Getting Your Financial House in Order

(NAPS)-If you're thinking-or just dreaming-about becoming a homeowner, before even setting foot on potential properties, it's critical to make sure your financial house is in order.
Here are tips that can help:
* Ensure that you can truly afford your home. Take into account your entire financial picture. A number of online tools can help you estimate the price of a home you can afford based on your income, debts and other obligations. For example, there's Front Door's affordability calculator at There are also mortgage calculators that can show you how a larger down payment can lower your monthly mortgage payment.
* Consider the positives-and the negatives-of homeownership. Homeowners can reap considerable benefits including tax breaks, home appreciation and the opportunity to build personal wealth.

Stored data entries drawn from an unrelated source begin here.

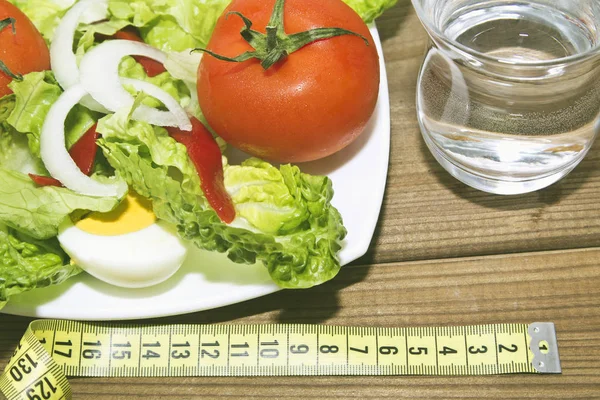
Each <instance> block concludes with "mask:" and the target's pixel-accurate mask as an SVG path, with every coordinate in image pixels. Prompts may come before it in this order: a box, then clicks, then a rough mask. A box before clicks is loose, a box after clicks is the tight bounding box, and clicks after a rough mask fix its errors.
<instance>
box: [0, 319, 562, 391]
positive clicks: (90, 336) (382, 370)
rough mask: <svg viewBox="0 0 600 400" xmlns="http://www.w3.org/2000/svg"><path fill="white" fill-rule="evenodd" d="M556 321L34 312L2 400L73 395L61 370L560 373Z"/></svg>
mask: <svg viewBox="0 0 600 400" xmlns="http://www.w3.org/2000/svg"><path fill="white" fill-rule="evenodd" d="M560 372H561V368H560V360H559V356H558V346H557V341H556V332H555V329H554V324H552V323H534V324H531V325H525V324H497V325H479V326H466V327H427V328H373V327H333V326H323V325H157V326H136V325H132V326H111V325H109V324H102V323H99V324H96V323H79V322H71V321H54V320H45V321H34V322H32V323H31V325H30V326H29V329H28V330H27V332H26V333H25V335H24V336H23V339H21V342H20V343H19V345H18V347H17V349H16V350H15V352H14V354H13V356H12V358H11V359H10V361H9V363H8V366H7V367H6V369H5V371H4V373H3V374H2V375H0V392H2V393H4V395H5V396H6V397H7V398H8V400H20V399H26V400H42V399H44V400H49V399H52V400H54V399H70V398H71V388H70V386H69V383H68V381H67V378H66V376H104V377H119V376H129V377H132V376H139V377H150V376H152V377H167V376H303V375H388V376H392V375H446V376H452V375H493V374H515V373H533V374H534V373H560Z"/></svg>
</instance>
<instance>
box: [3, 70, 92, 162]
mask: <svg viewBox="0 0 600 400" xmlns="http://www.w3.org/2000/svg"><path fill="white" fill-rule="evenodd" d="M9 86H10V88H11V89H12V91H13V92H14V95H11V96H14V99H15V105H14V108H13V109H12V111H11V113H10V115H9V116H8V118H7V119H6V122H7V123H8V124H9V125H10V126H11V127H12V128H13V129H14V130H15V131H17V132H20V133H23V134H25V135H27V137H28V139H29V149H30V151H31V153H32V155H33V156H34V157H38V158H39V156H40V135H41V133H42V126H43V125H44V120H45V119H46V115H48V112H49V111H50V107H52V105H53V104H54V103H55V102H56V100H57V99H58V97H59V96H60V95H61V94H62V92H63V91H62V89H61V88H60V86H59V85H58V83H57V82H56V80H55V79H54V76H53V75H52V73H51V72H49V71H47V72H32V73H29V74H27V75H25V76H24V77H23V80H22V81H13V82H12V83H11V84H10V85H9ZM97 118H98V117H97V115H96V114H95V113H93V112H92V111H90V110H88V109H87V108H85V107H83V106H81V105H77V106H75V107H74V108H73V109H72V110H71V112H70V113H69V115H68V116H67V120H66V121H65V139H66V144H67V147H71V146H72V145H73V144H74V143H75V142H77V140H79V138H81V136H83V134H84V133H85V132H86V131H87V130H88V129H90V128H91V127H92V126H93V125H94V124H95V123H96V119H97Z"/></svg>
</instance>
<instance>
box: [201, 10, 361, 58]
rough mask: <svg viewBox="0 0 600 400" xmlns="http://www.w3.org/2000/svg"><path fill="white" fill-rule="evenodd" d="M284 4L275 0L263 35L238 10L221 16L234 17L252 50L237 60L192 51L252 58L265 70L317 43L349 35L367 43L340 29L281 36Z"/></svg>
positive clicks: (243, 15) (354, 32)
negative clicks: (318, 40)
mask: <svg viewBox="0 0 600 400" xmlns="http://www.w3.org/2000/svg"><path fill="white" fill-rule="evenodd" d="M284 5H285V0H276V1H275V7H274V8H273V13H272V14H271V19H270V20H269V23H268V25H267V27H266V34H265V33H261V32H258V31H255V30H253V29H252V21H251V20H250V19H248V18H247V17H246V16H244V15H243V14H242V13H240V12H238V11H230V12H229V13H227V15H226V16H225V18H228V17H229V15H237V16H238V17H240V18H241V19H242V21H244V25H245V27H244V28H242V30H241V31H240V34H241V35H242V37H243V38H244V40H245V41H246V42H248V43H249V44H250V46H252V48H253V49H254V51H247V52H245V53H242V54H240V55H239V56H237V57H225V56H223V55H220V54H216V53H214V52H213V51H210V50H208V49H203V48H197V49H194V50H192V51H202V52H204V53H207V54H209V55H211V56H213V57H215V58H217V59H219V60H222V61H228V62H244V61H247V60H250V59H252V58H256V59H258V60H260V61H261V64H260V65H262V67H263V68H264V69H265V70H267V69H269V68H271V67H272V66H273V65H275V64H276V63H278V62H279V61H281V60H283V59H285V58H286V57H287V56H289V55H290V54H292V53H293V52H295V51H297V50H300V49H301V48H302V47H304V46H306V45H308V44H310V43H313V42H316V41H318V40H324V39H330V38H333V37H336V36H343V35H353V36H358V37H360V38H361V39H363V40H364V41H365V43H366V44H367V46H369V41H368V40H367V38H365V37H364V36H363V35H360V34H358V33H355V32H352V31H349V30H346V29H342V28H316V29H311V30H308V31H305V32H300V33H295V34H292V35H288V34H286V33H285V29H284V24H283V19H284Z"/></svg>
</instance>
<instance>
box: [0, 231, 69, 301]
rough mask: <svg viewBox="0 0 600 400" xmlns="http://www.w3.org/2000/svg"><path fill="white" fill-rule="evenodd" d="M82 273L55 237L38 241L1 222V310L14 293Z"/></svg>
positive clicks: (61, 282)
mask: <svg viewBox="0 0 600 400" xmlns="http://www.w3.org/2000/svg"><path fill="white" fill-rule="evenodd" d="M79 272H81V270H80V269H79V268H78V267H77V266H75V265H71V264H70V263H69V260H68V257H67V256H66V254H65V253H64V252H63V251H62V250H61V249H60V246H59V245H58V242H57V241H56V239H52V240H46V241H40V240H35V239H33V238H31V237H28V236H27V235H24V234H22V233H19V232H17V231H16V230H14V229H11V228H9V227H7V226H5V225H2V224H0V309H1V308H2V306H3V305H4V304H6V302H7V301H8V299H9V297H11V296H14V295H16V294H19V293H22V292H26V291H28V290H32V289H36V288H42V287H46V286H50V285H57V284H59V283H62V282H64V281H65V280H66V279H68V278H70V277H72V276H74V275H76V274H78V273H79Z"/></svg>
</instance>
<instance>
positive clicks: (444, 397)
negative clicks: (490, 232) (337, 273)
mask: <svg viewBox="0 0 600 400" xmlns="http://www.w3.org/2000/svg"><path fill="white" fill-rule="evenodd" d="M599 260H600V248H597V249H586V250H573V251H557V252H540V253H531V254H518V255H500V256H487V257H475V258H462V259H451V260H440V261H428V262H422V261H421V262H408V263H390V264H380V265H364V266H352V267H347V268H344V269H343V271H342V272H341V274H340V276H339V277H338V279H336V280H334V281H332V282H330V283H328V284H325V285H323V286H321V287H317V288H314V289H311V290H307V291H285V292H280V293H276V294H274V295H270V296H267V297H264V298H261V299H256V300H253V301H249V302H246V303H242V304H238V305H234V306H230V307H225V308H222V309H217V310H212V311H207V312H203V313H196V314H190V315H183V316H177V317H171V318H166V319H161V320H160V322H161V323H239V324H245V323H316V324H329V325H366V326H438V325H469V324H485V323H502V322H525V323H530V322H534V321H552V322H555V323H556V327H557V332H558V337H559V348H560V353H561V359H562V365H563V371H564V373H563V375H561V376H497V377H460V378H432V377H425V378H423V377H388V378H380V377H322V378H186V379H72V380H71V383H72V384H73V389H74V393H75V398H76V399H109V398H110V399H136V398H147V399H159V398H162V397H169V398H176V399H182V398H207V397H208V398H215V397H227V398H240V397H244V398H257V399H258V398H284V397H285V398H287V397H289V398H315V399H316V398H348V399H350V398H357V397H362V398H386V397H389V398H445V399H446V398H483V397H485V398H495V399H511V398H514V399H517V398H521V399H523V398H550V399H557V398H571V399H576V398H588V399H589V398H594V396H596V397H599V398H600V313H598V308H599V307H600V268H599V267H598V262H599ZM28 321H29V320H28V319H26V318H19V317H11V316H0V326H1V327H2V328H1V329H0V365H5V363H6V361H7V359H8V356H9V354H10V353H12V350H13V347H14V345H15V343H16V342H17V340H18V338H19V337H20V336H21V334H22V333H23V331H24V329H25V327H26V325H27V323H28ZM146 322H148V321H146Z"/></svg>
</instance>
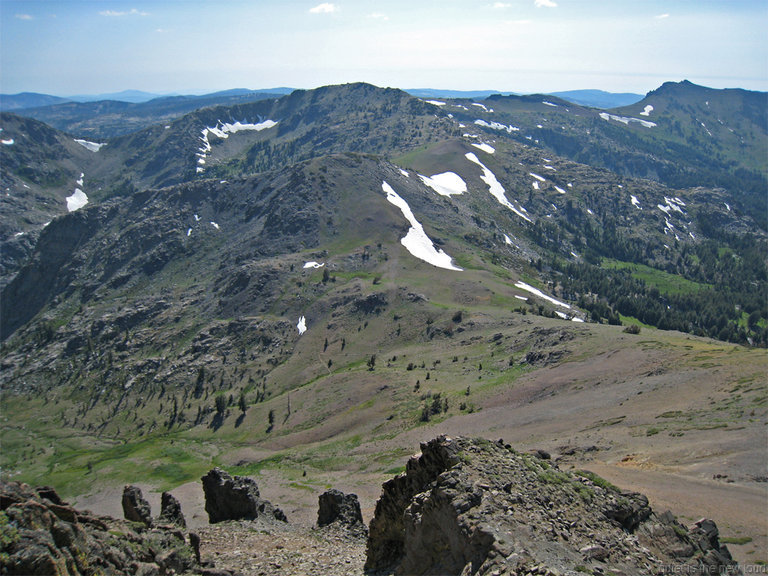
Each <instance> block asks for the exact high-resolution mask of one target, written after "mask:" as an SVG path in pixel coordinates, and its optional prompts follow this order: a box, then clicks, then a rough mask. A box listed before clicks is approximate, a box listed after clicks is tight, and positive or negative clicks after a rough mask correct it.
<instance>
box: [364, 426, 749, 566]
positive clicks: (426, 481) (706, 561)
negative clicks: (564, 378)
mask: <svg viewBox="0 0 768 576" xmlns="http://www.w3.org/2000/svg"><path fill="white" fill-rule="evenodd" d="M659 566H676V567H680V570H681V571H687V572H691V573H693V572H695V571H697V570H699V569H700V568H701V567H704V568H705V569H706V571H707V573H708V574H709V573H711V574H720V573H725V572H728V573H729V574H739V573H740V571H739V569H738V566H737V565H736V563H735V562H734V561H733V560H732V558H731V556H730V554H729V552H728V550H727V549H726V548H725V547H724V546H720V544H719V541H718V538H717V527H716V526H715V524H714V522H712V521H710V520H701V521H699V522H698V523H697V524H696V525H695V526H694V527H692V528H691V529H690V531H689V530H688V529H686V528H685V527H684V526H682V525H681V524H679V523H678V522H677V520H676V518H675V517H674V515H672V514H671V513H664V514H659V515H657V514H655V513H654V512H653V510H652V509H651V508H650V506H649V505H648V499H647V498H646V497H645V496H643V495H642V494H637V493H634V492H622V491H620V490H617V489H615V488H613V487H612V486H610V485H607V484H606V483H604V482H598V481H595V477H594V475H590V474H584V473H578V472H568V471H565V470H560V469H559V468H558V467H557V465H556V464H554V463H552V461H551V460H546V459H542V458H541V455H540V454H521V453H518V452H516V451H514V450H512V449H511V447H508V446H507V445H505V444H504V443H503V442H491V441H488V440H484V439H472V438H462V437H457V438H448V437H446V436H440V437H438V438H436V439H434V440H432V441H430V442H427V443H425V444H422V445H421V455H420V456H418V457H413V458H411V460H410V461H409V462H408V464H407V466H406V471H405V473H404V474H400V475H398V476H397V477H395V478H393V479H392V480H389V481H387V482H386V483H385V484H384V486H383V489H382V495H381V497H380V498H379V501H378V502H377V503H376V510H375V513H374V517H373V519H372V520H371V523H370V530H369V535H368V541H367V546H366V562H365V571H366V574H370V575H375V574H395V575H400V574H455V575H461V576H472V575H481V574H484V575H487V574H540V575H541V574H575V573H579V572H587V573H594V574H608V573H616V574H633V575H646V576H651V575H652V574H657V573H658V571H657V569H658V567H659Z"/></svg>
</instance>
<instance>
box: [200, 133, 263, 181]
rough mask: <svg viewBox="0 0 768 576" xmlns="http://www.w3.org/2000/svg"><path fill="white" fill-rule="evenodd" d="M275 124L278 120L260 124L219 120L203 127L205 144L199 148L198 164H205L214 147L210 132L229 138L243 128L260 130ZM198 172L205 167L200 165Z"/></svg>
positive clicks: (218, 135)
mask: <svg viewBox="0 0 768 576" xmlns="http://www.w3.org/2000/svg"><path fill="white" fill-rule="evenodd" d="M273 126H277V122H275V121H274V120H264V121H263V122H259V123H258V124H250V123H247V122H233V123H232V122H222V121H221V120H219V121H218V122H217V123H216V126H213V127H211V126H207V127H205V128H203V129H202V130H201V131H200V133H201V134H202V136H201V137H200V140H202V142H203V145H202V146H201V147H200V148H198V152H197V157H198V160H197V163H198V164H205V159H206V157H207V156H208V153H209V152H210V151H211V150H212V149H213V148H212V147H211V142H210V140H209V139H208V136H209V135H210V134H213V135H214V136H216V137H218V138H229V135H230V134H235V133H237V132H242V131H243V130H255V131H256V132H260V131H262V130H266V129H267V128H272V127H273ZM196 171H197V173H198V174H199V173H201V172H204V171H205V169H204V168H202V167H200V166H198V167H197V170H196Z"/></svg>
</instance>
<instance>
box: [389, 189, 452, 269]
mask: <svg viewBox="0 0 768 576" xmlns="http://www.w3.org/2000/svg"><path fill="white" fill-rule="evenodd" d="M381 189H382V190H383V191H384V192H385V193H386V195H387V200H388V201H389V202H390V203H391V204H394V205H395V206H397V207H398V208H400V211H401V212H402V213H403V216H405V219H406V220H408V222H409V223H410V225H411V228H410V229H409V230H408V233H407V234H406V235H405V236H404V237H403V238H401V239H400V243H401V244H402V245H403V246H405V249H406V250H408V252H410V253H411V255H413V256H415V257H416V258H418V259H419V260H423V261H424V262H427V263H429V264H432V266H436V267H438V268H445V269H446V270H457V271H459V272H460V271H462V269H461V268H459V267H458V266H455V265H454V264H453V259H452V258H451V257H450V256H449V255H448V254H446V253H445V252H443V251H442V250H441V249H439V248H437V249H436V248H435V245H434V244H433V243H432V240H430V239H429V236H427V233H426V232H424V228H423V227H422V225H421V224H420V223H419V221H418V220H416V217H415V216H414V215H413V212H411V208H410V206H408V203H407V202H406V201H405V200H404V199H403V198H401V197H400V195H399V194H398V193H397V192H395V191H394V190H393V189H392V186H390V185H389V184H387V182H386V181H385V182H382V183H381Z"/></svg>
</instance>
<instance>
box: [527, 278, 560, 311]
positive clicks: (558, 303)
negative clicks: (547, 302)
mask: <svg viewBox="0 0 768 576" xmlns="http://www.w3.org/2000/svg"><path fill="white" fill-rule="evenodd" d="M515 286H516V287H518V288H520V290H525V291H526V292H530V293H531V294H533V295H534V296H538V297H539V298H543V299H544V300H546V301H548V302H552V304H555V305H556V306H562V307H563V308H567V309H568V310H570V309H571V306H570V304H566V303H565V302H560V300H556V299H554V298H552V296H547V295H546V294H544V292H542V291H541V290H539V289H538V288H534V287H533V286H531V285H530V284H526V283H525V282H523V281H520V280H518V281H517V282H515Z"/></svg>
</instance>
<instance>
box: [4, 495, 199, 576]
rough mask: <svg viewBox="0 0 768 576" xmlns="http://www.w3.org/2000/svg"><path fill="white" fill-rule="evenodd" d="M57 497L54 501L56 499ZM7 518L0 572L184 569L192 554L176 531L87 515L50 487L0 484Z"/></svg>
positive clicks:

Today, home equity-the value of the house minus the balance owed-represents a large portion of a typical family's wealth.
However, it's important to remember that owning a home comes with a number of financial obligations. Having to replace a roof, an appliance or something larger can cause considerable hardship if not properly planned for.
* Start building equity from day one. If you have a down payment of less than 20 percent, mortgage insurance is often necessary. This is typically obtained through either the government-backed Federal Housing Administration (FHA) or a private mortgage insurer. Private mortgage insurance is commonly used when putting at least 5 percent down, while FHA loans can require as little as 3.5 percent. While many first-time borrowers believe 3.5 percent is the better option, the added costs layered on top of the mortgage-in addition to recently increased FHA insurance premiums-are significantly more expensive than with a 5 percent down payment on a privately insured loan. By putting the 5 percent down, you can enter a home with more equity and build equity faster.
* Remember the additional costs of homeownership. These can include closing costs; homeowner's insurance; city and county property taxes; utilities; and, if you buy in a planned subdivision or a condominium, homeowner's association fees.
Before you buy a home, it's important to understand the full cost of ownership. When you do, you can have a home you love and the peace of mind that comes with knowing you're prepared.